Salí del Cobra Club, tras visitar el Select, el Diamant Vert y el Mosquito, con la certeza de que Burger había cambiado de planeta, ya que nadie lo había visto en los últimos tiempos. Había podido hablar con una docena de asesinos españoles y franceses, y todos me habían confirmado la versión de Marconi.
Sin embargo, otros asesinos habían reconocido vagamente a Al sin poderme precisar de quién se trataba, y mucho menos si estaba metido en asuntos con Burger.
Como me había bebido por lo menos dos copas de ron en cada lugar, era incapaz de deducir conclusiones lógicas de todo aquel embrollo.
Aun así, estaba inquieto.
—Joder, pues sí que estoy bien —me dije mientras me miraba en el espejo retrovisor.
El periplo continuaba. Dejé un billete de cincuenta euros en la palma del vigilante del siguiente club, el Sens du Devoir, para que me dejara entrar. El lugar era perfecto para terminar una noche que había comenzado mal.
Tenía mal aspecto, pero no mucho peor que aquellos que había visitado dos horas antes. Una vez que saturo mi sangre de alcohol y mi cerebro se queda paralizado, ingreso en un estado estacionario que me permite entrar en cualquier sitio.
El Sens du Devoir se llamaba antiguamente LSD Club. De él quedaba la vieja insignia, vestigio de su prestigioso pasado, situada frente al guardarropa. Las camareras eran guapas, y la clientela iba de los veinte a los setenta años. Era un lugar de verdaderos truhanes.
Genial.
Y la música también era genial. George McCrae susurraba su imperdonable «Rock me Babe». En otros tiempos había podido asistir entre esos muros a los conciertos de los Fuzztones, los Fleshtones, los Viceroys y los Slickee Boys. La programación había cambiado mucho, pero podía reconocer a la antigua clientela. Nos saludamos de lejos discretamente. Un rubio alto se echó a bailar a la pista. Era divertido ver mover el esqueleto a un asesino de Marconi.

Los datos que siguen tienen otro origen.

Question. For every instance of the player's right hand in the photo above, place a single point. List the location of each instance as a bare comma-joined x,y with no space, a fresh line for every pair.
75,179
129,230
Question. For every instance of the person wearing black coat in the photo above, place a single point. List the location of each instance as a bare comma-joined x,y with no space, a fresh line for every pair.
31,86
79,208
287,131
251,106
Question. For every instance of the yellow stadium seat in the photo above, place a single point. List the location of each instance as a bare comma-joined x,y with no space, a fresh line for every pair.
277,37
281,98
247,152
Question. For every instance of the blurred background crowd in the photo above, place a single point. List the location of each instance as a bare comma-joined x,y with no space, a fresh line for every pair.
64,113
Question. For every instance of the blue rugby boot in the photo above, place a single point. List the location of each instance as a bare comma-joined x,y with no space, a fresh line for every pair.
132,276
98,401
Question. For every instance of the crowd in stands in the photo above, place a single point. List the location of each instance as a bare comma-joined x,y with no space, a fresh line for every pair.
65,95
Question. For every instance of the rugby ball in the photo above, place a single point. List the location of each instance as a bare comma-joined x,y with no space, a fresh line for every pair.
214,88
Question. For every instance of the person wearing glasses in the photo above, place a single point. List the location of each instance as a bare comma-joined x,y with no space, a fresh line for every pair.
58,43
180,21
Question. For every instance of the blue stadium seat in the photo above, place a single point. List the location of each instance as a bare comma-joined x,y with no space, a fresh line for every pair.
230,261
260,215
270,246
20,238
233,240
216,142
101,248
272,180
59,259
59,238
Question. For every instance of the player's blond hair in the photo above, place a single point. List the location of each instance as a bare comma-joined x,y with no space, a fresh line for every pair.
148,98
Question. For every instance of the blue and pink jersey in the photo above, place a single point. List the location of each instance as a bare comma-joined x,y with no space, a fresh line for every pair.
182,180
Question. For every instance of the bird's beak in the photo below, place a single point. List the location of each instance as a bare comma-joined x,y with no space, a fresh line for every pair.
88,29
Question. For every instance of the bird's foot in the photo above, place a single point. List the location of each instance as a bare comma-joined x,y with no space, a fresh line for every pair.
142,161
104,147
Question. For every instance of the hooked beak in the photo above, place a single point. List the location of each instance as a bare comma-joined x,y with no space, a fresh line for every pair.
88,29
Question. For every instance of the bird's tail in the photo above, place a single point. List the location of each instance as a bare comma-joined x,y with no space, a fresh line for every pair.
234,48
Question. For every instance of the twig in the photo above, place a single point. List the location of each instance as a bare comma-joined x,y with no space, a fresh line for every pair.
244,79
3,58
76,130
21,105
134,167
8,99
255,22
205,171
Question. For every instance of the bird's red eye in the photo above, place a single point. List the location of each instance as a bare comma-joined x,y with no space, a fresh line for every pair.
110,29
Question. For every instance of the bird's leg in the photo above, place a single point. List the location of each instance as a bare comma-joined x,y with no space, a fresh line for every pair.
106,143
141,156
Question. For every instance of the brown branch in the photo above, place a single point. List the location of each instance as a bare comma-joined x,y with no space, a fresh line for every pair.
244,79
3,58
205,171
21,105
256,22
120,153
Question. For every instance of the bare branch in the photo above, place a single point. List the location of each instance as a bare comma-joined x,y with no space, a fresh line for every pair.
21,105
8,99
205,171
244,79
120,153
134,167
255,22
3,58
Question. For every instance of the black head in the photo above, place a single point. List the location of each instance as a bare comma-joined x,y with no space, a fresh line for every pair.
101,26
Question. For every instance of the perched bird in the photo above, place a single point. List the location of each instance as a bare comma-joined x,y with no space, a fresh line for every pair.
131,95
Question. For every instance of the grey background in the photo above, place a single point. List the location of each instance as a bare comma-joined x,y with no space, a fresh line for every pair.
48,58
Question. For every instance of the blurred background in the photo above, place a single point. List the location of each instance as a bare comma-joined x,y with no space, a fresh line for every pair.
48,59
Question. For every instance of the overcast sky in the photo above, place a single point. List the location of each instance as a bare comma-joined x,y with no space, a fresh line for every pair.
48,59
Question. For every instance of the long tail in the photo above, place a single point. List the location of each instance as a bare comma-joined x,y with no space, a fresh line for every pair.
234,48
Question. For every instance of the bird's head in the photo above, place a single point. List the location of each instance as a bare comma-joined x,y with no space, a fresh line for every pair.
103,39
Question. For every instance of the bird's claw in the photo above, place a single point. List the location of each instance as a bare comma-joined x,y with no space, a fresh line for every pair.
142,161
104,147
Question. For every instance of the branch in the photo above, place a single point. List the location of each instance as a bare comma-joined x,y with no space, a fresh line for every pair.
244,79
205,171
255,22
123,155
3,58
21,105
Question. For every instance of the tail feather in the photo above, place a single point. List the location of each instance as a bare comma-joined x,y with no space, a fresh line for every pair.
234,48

Con la foto de Al, tenía la impresión de ser el típico que ve demasiado la televisión, las películas de detectives. No sabía adónde me conduciría. Estaba intoxicado por el alcohol, y el optimismo nublaba el poco entendimiento que me quedaba.
Si Al hubiera llevado una doble vida o si su asesino hubiera sido objeto de un rumor, lo habría sabido tarde o temprano durante esa noche.
Así que ese optimismo me llevaba a pensar que quizá seguía vivo.
Flamby no había visto bien la escena, sólo a dos tipos que discutían. Era necesario que lo buscara y que se lo llevara a mi pequeña Perle.
Yo debía de tener un aspecto divertido porque una chica demasiado joven respondió a mi sonrisa.
Me dejó que la invitara a una copa.
—Conozco a ese tipo —dijo—. Es un pescador.
Hasta ahí compartíamos la información. Era una chica desvergonzada con un murciélago tatuado en un hombro y un brillante entre los dientes que parecía una caries. Apenas tenía veinte años.
—Continúa.
Un piercing en la lengua la hacía cecear ligeramente.
—Sale con una chica que se llama Perle. Trabaja en el puerto. Ella solía venir por aquí cuando salía con uno del puerto. Un hombre horrible. Parece ser que estaba casado con otra, pero no la trataba bien. Jamás volví a ver a esa chica ni a su estúpido gigantón. Pero supe de ella gracias a un amigo que trabaja en el restaurante del puerto. Ahora sale con el de la foto. Pero ése parece que no le puede hacer daño, ya que se ve que tiene una pata chula. Ella sólo tiene que darle con el dedo para que caiga redondo.
—Buena idea —le dije.
La chica se rio.
—Es una mujer extraña. Escoge a unos hombres raros.
—Sí —contesté—, me parece que no está muy bien de la cabeza.